第一弾 低山には低山の魅力があるのです「金勝山・官ノ倉山・石尊山編」

第二弾 低山には低山の魅力があるのです「大霧山編」

高尾山といえば・・・

いわずとしれたミシュランの三ツ星も獲得した超有名な山です。が!今回は高尾山(本山)の話は出てきません。高尾は高尾山頂から更に奥に、高尾山頂~城山~小仏峠~景信山~陣馬山と連なる「奥高尾」と呼ばれるエリアがあります。

今からもうかれこれ8年くらい前、私は初めて高尾山に登りました。
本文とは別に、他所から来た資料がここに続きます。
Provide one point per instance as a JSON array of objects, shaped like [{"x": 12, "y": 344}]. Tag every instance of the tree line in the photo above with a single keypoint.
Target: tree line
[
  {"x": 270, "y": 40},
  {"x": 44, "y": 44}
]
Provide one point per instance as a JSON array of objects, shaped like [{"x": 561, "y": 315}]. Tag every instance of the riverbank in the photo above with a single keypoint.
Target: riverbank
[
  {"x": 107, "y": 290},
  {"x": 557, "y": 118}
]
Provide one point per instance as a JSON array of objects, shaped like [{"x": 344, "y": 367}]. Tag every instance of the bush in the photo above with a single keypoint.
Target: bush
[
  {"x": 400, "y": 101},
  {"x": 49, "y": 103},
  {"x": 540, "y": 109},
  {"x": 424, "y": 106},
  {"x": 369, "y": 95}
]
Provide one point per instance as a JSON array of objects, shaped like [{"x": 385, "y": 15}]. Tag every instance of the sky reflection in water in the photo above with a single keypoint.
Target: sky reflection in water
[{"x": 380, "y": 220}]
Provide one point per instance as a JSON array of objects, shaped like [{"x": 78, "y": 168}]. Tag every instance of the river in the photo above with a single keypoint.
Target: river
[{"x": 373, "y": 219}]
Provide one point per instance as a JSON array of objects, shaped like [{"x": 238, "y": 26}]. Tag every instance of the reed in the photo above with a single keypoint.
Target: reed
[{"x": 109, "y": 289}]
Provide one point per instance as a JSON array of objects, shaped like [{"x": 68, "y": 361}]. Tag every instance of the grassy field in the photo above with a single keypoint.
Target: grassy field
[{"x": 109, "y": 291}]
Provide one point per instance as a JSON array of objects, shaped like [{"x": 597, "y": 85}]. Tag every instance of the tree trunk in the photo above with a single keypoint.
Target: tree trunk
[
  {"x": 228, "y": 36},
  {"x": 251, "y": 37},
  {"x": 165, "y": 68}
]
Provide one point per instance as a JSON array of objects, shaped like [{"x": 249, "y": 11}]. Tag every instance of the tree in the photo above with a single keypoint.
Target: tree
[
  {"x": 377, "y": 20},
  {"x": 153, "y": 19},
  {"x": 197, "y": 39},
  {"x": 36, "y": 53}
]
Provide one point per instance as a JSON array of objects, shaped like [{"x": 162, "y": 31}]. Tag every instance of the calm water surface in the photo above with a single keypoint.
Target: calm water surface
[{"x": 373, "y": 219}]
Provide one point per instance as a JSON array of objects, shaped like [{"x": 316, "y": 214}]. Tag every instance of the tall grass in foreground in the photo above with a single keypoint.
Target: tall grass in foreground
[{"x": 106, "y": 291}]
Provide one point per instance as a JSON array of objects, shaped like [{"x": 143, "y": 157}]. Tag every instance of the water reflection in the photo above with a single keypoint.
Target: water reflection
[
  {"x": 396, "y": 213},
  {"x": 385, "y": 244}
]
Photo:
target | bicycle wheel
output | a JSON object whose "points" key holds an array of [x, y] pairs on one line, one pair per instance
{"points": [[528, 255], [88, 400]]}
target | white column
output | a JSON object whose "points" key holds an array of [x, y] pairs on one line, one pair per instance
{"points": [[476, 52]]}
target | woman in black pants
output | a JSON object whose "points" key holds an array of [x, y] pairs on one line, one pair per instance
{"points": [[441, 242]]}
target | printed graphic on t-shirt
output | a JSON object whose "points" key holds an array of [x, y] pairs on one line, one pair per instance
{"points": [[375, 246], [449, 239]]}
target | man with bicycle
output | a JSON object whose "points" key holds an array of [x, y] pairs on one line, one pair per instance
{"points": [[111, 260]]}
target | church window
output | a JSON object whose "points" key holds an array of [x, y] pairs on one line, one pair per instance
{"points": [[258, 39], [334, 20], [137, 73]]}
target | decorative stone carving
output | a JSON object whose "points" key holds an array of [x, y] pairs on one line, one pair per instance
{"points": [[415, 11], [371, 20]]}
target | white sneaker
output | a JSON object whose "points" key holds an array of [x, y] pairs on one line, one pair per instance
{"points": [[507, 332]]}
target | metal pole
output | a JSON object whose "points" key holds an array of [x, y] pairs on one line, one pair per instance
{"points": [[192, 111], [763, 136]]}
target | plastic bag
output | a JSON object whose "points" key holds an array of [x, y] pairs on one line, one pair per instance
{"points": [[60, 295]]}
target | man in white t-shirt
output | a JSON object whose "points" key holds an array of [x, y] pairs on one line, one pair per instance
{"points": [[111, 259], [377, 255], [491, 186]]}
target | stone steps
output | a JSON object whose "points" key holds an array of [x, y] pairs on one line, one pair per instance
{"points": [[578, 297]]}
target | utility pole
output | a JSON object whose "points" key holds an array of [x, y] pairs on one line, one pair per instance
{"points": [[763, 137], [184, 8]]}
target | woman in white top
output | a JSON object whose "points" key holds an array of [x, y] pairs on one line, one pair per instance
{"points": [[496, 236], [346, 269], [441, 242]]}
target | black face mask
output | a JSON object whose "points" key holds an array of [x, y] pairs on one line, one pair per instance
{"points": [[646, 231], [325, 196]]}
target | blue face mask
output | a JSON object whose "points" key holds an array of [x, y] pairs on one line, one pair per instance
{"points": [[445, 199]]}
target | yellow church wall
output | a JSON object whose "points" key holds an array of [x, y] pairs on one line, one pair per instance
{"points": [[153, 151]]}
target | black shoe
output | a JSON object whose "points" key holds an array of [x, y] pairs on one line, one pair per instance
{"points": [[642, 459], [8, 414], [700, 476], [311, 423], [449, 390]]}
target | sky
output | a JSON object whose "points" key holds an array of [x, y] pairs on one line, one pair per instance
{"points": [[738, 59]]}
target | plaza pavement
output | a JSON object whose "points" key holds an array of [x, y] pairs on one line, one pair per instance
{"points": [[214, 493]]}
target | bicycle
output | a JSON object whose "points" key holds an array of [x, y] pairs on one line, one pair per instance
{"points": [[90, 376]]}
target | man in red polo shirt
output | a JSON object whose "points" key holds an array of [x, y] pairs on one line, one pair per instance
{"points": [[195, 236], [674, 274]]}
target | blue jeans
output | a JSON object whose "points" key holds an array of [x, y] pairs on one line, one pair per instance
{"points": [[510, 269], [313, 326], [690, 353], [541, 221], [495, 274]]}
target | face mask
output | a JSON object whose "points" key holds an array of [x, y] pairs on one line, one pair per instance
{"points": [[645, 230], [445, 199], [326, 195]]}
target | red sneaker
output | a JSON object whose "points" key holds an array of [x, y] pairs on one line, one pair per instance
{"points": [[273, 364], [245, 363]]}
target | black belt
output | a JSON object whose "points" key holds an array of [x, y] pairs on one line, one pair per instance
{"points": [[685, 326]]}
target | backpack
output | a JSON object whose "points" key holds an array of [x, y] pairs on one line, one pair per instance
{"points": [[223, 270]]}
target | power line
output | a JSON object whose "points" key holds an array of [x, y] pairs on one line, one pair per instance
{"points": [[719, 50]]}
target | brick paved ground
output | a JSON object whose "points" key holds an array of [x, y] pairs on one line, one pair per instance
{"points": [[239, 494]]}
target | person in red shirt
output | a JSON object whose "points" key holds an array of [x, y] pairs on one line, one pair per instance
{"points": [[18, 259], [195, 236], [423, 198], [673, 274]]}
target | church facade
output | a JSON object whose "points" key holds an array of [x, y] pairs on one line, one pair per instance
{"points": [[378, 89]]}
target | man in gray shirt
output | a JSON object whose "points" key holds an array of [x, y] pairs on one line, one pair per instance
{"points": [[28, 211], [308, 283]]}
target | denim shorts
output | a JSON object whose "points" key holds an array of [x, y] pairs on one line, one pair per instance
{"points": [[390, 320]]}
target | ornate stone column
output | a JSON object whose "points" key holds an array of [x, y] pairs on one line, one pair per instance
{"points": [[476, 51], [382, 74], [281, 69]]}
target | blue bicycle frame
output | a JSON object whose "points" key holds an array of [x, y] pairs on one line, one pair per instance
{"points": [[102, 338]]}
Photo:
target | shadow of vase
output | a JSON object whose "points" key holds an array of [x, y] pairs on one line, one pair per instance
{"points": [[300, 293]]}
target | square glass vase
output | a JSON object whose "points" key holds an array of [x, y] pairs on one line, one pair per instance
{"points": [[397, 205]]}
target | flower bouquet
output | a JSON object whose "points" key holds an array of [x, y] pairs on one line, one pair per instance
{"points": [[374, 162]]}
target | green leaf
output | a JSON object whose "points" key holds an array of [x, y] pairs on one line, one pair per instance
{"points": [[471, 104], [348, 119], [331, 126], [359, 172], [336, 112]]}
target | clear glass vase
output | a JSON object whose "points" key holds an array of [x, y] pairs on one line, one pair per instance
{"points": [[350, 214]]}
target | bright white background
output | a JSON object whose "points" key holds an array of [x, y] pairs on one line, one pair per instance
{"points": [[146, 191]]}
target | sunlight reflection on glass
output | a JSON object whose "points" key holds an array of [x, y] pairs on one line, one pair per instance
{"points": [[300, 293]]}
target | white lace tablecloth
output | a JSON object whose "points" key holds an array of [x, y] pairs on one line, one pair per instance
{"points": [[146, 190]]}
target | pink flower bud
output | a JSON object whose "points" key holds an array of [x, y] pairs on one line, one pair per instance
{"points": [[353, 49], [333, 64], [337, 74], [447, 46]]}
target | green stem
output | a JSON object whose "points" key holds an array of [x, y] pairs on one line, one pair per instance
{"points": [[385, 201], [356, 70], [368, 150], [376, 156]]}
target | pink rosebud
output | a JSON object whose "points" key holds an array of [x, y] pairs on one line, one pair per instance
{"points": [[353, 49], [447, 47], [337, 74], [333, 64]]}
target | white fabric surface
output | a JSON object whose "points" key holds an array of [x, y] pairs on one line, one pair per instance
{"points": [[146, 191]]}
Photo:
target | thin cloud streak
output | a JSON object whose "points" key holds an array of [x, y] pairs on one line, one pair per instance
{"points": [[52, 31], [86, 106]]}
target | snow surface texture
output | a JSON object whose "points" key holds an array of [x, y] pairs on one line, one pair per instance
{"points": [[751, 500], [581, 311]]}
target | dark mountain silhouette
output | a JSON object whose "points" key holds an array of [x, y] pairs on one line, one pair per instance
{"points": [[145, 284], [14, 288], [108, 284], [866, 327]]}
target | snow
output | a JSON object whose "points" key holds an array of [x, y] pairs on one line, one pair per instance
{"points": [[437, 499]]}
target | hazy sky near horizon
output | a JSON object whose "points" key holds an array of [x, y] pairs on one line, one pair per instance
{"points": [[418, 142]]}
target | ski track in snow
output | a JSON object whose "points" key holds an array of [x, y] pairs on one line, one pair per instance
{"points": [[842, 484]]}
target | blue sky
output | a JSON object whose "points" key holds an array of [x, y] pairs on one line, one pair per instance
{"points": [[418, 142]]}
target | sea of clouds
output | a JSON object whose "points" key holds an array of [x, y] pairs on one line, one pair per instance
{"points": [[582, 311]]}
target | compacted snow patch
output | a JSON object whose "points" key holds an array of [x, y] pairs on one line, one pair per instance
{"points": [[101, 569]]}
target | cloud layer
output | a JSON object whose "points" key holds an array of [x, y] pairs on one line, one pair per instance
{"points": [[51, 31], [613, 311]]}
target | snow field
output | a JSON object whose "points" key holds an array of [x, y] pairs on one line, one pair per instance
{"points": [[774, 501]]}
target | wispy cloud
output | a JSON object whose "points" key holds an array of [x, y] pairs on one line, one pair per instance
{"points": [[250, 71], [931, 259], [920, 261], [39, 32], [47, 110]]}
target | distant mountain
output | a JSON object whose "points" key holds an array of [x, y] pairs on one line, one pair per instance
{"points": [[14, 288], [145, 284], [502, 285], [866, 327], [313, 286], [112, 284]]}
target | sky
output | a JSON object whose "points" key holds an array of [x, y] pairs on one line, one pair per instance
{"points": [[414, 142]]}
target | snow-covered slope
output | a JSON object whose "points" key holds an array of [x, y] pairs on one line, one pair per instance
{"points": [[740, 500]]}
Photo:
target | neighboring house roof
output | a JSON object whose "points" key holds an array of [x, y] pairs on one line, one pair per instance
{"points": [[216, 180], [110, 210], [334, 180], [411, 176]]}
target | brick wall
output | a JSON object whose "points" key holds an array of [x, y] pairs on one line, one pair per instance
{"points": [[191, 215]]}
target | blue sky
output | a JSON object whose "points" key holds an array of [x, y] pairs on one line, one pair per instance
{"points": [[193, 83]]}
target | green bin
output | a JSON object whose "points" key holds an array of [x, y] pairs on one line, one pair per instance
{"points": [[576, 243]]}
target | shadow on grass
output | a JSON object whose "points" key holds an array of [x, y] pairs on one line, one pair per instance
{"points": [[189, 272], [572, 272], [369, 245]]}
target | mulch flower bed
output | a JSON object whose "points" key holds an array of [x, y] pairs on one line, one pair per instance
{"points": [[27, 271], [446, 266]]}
その時は「ビアマウント高尾」という山頂ビアガーデンで飲むのが目的でした。そこに連れていってくれた友達が高尾山頂に着いた時、こう言ったのです。「今日はここ(高尾山頂)までしか行かないけどね。実はここから先の"奥高尾"というところが本当は面白いのよ」と。その時の言葉がとても気になった私はそれから数か月後、ひとりで奥高尾に足を踏み入れました。そしてその時以来、私は奥高尾の虜になってしまったのです。今回はその奥高尾の中でも私が特に好きな陣馬山(じんばさん)~景信山(かげのぶやま)の縦走ルートをご紹介します。

【目次】

駅から登山口まではバスで移動

旅の始まりはJR高尾駅北口のバス乗り場です。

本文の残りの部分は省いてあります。